More employers are offering benefits that encourage employees to improve their health in 2012, according to a new survey s
Published by the Society for Human Resource Management at its 2012 Annual Conference and Exposition in Atlanta the survey of 550 randomly selected HR professionals examines 297 benefits. The annual benefits survey asks HR respondents about their organizations' employee benefits in 12 sections: business travel, employee programs and services, family-friendly, financial and compensation, flexible working, healthcare and welfare, housing and relocation, leave, preventive health and wellness, professional and career development, retirement savings and planning, and other.
Colonial Life Columbia, S.C., is the survey’s exclusive sponsor.
Over the last five years, benefits that reward employees for improving their health have jumped, a sign that organizations recognize employees value these benefits and are looking for ways to cut business costs, the report says. For example, the percentage of employers offering health and lifestyle coaching jumped to 45% in 2012 from 33% in 2008. And rewards or bonuses for completing a health and wellness program increased to 35% in 2012 from 23% in 2008
"Employers recognize that providing employees with the opportunity to improve their health can increase morale, confidence and productivity," says Mark Schmit, vice president of research at SHRM. "Organizations continue to look for ways to manage costs as the economy slowly improves. Benefits that encourage healthier behavior are a cost effective way to keep up employee morale, while healthier employees also help decrease healthcare costs to employers and employees."
SHRM's 2012 Employee Benefits Survey found that, while most employee benefits stabilized this year, 73% of HR professionals report that the economic downtown negatively impacted employee benefit offerings (11% to a large extent and 62% to some extent). This is more or less the same as in 2011, when 77% said the economy negatively affected benefits to some or a large extent.
Because of the economy and recent employment-related legislation, many employers have shifted to benefits that place primary responsibility and control to employees. For example, more employers offer defined contribution retirement-savings plans (92%) than defined benefit pension plans (21%) in 2012, putting the impetus on employees to manage their own retirement savings instead of relying on employer-provided pensions.

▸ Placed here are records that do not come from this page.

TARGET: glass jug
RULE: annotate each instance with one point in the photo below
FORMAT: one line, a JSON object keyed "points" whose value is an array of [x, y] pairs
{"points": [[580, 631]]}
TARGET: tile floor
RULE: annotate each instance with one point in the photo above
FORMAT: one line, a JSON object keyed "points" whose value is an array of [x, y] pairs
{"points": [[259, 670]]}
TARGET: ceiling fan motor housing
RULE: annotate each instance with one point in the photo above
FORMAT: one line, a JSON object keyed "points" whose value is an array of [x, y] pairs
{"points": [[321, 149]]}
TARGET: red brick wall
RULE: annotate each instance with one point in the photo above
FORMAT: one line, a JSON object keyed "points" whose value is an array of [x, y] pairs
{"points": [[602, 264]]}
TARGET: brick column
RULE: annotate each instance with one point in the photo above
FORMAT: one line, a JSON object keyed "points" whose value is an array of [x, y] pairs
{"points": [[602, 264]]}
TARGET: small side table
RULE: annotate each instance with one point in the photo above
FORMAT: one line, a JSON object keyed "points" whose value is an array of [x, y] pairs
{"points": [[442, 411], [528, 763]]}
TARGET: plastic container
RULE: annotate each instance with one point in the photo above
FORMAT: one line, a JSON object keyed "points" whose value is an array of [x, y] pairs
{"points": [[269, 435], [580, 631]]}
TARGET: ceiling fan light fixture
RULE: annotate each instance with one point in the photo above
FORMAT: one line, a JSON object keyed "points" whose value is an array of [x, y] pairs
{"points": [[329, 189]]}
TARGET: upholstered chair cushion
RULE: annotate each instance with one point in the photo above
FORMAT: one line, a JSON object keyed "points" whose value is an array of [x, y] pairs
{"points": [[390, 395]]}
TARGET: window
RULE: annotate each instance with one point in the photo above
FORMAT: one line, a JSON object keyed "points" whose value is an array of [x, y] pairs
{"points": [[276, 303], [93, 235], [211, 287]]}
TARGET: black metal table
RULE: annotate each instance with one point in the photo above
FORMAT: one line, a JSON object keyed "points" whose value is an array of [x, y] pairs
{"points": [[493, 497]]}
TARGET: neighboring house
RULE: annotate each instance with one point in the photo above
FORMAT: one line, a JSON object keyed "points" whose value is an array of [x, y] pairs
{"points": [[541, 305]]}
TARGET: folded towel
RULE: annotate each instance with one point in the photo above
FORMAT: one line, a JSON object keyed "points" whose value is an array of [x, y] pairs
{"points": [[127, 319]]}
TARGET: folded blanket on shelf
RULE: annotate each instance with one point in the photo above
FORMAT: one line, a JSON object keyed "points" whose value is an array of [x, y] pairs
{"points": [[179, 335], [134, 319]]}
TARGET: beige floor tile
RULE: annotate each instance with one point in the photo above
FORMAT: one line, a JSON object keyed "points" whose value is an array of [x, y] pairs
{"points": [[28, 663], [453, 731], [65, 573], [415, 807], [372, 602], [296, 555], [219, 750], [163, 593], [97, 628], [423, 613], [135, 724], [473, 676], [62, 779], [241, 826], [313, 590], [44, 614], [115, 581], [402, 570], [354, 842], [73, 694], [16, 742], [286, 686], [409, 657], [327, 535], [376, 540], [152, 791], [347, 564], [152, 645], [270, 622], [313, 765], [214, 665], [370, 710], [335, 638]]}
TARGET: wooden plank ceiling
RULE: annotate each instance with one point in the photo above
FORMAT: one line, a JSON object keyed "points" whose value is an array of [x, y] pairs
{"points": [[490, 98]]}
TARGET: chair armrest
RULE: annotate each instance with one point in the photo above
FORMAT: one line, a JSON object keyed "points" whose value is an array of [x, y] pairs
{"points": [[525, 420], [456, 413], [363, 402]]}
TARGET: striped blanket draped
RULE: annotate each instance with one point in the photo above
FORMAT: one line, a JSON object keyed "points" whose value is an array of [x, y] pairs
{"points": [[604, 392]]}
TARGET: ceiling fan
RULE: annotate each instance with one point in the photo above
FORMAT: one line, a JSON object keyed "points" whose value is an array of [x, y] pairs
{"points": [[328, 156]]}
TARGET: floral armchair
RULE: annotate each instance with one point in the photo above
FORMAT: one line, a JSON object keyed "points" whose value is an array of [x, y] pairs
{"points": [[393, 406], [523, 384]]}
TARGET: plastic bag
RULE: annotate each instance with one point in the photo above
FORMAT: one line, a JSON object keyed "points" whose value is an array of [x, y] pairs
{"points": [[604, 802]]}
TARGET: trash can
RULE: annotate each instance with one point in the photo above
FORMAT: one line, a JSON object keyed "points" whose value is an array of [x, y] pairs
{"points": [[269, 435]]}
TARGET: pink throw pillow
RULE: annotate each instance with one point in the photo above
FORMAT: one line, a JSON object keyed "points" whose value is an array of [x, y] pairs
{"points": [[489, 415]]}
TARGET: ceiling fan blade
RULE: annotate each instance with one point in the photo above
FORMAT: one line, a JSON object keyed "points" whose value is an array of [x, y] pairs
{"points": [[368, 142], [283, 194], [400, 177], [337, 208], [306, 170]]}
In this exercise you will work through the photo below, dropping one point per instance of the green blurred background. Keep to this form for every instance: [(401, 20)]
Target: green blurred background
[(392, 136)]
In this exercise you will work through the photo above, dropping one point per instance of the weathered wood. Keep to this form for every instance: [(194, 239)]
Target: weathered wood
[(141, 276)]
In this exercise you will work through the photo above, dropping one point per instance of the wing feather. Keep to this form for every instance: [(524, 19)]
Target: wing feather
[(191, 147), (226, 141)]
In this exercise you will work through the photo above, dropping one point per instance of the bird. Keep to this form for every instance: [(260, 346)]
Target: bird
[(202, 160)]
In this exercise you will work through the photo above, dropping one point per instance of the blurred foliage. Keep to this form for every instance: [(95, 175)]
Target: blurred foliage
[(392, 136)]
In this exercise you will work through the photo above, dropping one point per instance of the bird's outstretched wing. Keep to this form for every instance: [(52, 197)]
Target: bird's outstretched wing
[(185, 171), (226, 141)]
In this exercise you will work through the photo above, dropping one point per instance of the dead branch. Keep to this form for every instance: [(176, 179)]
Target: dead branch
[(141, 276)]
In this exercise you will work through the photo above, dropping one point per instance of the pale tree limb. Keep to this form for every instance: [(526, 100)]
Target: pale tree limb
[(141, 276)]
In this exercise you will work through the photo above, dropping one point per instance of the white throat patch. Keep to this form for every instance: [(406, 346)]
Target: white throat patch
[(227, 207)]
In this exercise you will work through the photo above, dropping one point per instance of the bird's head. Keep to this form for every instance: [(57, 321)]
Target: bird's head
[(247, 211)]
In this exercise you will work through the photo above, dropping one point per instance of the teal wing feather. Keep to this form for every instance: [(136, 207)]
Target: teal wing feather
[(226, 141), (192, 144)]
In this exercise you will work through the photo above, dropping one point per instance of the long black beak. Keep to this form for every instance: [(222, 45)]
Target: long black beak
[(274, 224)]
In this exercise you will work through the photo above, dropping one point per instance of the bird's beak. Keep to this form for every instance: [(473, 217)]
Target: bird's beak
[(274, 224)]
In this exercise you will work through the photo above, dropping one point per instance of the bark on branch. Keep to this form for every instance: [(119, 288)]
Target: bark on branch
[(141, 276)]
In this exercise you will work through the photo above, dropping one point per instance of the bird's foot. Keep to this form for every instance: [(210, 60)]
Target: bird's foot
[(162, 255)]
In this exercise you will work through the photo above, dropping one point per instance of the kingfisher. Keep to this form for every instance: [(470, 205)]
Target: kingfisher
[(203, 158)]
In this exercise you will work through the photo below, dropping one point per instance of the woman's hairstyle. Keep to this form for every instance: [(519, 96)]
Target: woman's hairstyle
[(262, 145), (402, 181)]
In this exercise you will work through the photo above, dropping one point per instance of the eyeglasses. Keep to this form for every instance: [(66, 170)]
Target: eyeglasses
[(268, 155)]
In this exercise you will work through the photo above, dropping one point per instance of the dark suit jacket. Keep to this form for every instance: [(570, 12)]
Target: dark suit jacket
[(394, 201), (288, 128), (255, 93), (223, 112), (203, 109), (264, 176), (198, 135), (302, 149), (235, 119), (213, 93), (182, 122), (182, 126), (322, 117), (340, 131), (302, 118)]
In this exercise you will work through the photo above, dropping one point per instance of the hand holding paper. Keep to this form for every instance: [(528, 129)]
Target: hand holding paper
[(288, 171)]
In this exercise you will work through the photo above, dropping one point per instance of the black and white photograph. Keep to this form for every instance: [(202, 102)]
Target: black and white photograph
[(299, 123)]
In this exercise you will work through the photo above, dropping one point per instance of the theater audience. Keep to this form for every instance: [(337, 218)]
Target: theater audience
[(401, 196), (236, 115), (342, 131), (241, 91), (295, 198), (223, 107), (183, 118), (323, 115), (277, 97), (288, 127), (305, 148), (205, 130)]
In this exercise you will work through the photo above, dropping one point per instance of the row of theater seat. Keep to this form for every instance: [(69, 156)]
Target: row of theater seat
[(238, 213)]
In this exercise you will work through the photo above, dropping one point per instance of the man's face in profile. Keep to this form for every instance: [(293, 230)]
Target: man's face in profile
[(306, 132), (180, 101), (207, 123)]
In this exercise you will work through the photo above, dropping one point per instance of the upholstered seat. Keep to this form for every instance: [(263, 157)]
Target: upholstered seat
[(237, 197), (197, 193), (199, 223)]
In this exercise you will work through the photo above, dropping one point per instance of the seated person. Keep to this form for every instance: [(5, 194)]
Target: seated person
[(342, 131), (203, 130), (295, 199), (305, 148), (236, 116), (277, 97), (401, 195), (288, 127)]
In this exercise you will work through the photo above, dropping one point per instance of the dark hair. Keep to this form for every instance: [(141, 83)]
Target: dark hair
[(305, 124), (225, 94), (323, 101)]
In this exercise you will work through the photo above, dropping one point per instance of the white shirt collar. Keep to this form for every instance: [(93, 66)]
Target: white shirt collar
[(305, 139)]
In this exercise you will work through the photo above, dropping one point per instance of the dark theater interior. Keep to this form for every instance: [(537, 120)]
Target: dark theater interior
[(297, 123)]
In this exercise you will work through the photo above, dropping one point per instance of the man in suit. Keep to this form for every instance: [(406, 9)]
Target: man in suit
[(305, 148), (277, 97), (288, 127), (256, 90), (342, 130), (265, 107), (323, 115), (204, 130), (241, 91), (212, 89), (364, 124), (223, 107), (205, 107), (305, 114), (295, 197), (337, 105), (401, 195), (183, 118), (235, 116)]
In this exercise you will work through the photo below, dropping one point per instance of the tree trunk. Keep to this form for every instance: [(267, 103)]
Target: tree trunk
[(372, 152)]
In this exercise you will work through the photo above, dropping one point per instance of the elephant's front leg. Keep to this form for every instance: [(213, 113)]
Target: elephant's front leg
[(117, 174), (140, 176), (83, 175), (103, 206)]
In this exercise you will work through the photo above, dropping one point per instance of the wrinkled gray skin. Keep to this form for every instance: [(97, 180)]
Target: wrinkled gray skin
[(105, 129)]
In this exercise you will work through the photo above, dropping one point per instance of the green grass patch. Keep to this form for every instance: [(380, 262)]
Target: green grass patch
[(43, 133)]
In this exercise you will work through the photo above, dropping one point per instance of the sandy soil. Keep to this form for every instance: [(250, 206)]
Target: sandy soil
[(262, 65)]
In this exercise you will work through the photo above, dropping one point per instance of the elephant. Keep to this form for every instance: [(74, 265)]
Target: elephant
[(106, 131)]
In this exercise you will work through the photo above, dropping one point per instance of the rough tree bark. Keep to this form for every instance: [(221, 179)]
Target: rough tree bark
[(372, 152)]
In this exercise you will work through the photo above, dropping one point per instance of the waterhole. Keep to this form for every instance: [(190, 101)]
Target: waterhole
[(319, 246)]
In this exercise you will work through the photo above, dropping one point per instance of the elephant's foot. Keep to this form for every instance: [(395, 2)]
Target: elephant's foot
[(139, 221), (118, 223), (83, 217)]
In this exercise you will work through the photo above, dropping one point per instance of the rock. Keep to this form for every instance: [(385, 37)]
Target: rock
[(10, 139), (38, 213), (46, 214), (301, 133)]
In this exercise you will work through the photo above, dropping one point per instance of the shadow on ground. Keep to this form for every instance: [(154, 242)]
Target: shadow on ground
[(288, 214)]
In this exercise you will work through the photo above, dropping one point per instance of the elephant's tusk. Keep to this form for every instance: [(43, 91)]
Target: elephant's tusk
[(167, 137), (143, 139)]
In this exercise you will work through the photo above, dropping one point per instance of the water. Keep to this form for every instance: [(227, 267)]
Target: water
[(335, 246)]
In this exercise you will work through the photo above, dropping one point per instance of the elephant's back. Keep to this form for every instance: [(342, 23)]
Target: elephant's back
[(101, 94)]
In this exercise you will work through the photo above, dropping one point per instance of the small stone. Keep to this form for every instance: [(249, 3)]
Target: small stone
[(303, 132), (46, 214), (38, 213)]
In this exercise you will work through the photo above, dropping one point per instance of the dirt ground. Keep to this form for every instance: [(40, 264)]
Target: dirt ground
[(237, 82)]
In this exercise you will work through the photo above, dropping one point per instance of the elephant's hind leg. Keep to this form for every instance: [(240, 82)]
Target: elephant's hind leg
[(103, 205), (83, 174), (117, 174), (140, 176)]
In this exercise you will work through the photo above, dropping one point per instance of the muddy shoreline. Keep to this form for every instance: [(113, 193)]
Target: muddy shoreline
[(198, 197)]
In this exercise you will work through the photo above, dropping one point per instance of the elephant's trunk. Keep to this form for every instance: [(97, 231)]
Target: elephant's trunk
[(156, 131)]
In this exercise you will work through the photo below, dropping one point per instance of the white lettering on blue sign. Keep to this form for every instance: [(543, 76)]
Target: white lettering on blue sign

Employer spending on benefits remained stable this year with organizations spending, on average, 19% of an employee's annual salary on voluntary benefits, 18% on mandatory benefits and 10% on pay for time employees did not work.
Among the report’s other findings:
● The five most common benefits in 2012 are paid holidays (97%); prescription drug program coverage (97%); dental insurance (96%); defined contribution retirement savings plans (92%); and mail-order prescription programs (91%).
● Paid time off plans have become more popular: More than half of organizations (51%) provide paid time off plans, a combination of traditional vacation time, sick leave and personal days in one plan, up from 42% in 2009.
● Domestic partner benefits: A third of employers (35%) offer health care coverage to same-sex domestic partners, and 32% offer it to opposite-sex domestic partners. Fifteen percent provide domestic partner benefits, not including health care coverage, for opposite-sex partners, and the same% offer the benefit to same-sex partners.
● Health care premium discounts for healthier behavior are on the rise: Health care premiums discounts for getting annual health risk assessments rose to 21% in 2012 from 11% in 2008, while discounts for not using tobacco products increased to 20% this year from 8% in 2008.
● Pets at work: Six% of organizations offer pet health insurance, 5% allow pets at work, 1% pay for pet care expenses while an employee is traveling for business, and 1% have a "Take Your Pet to Work" day.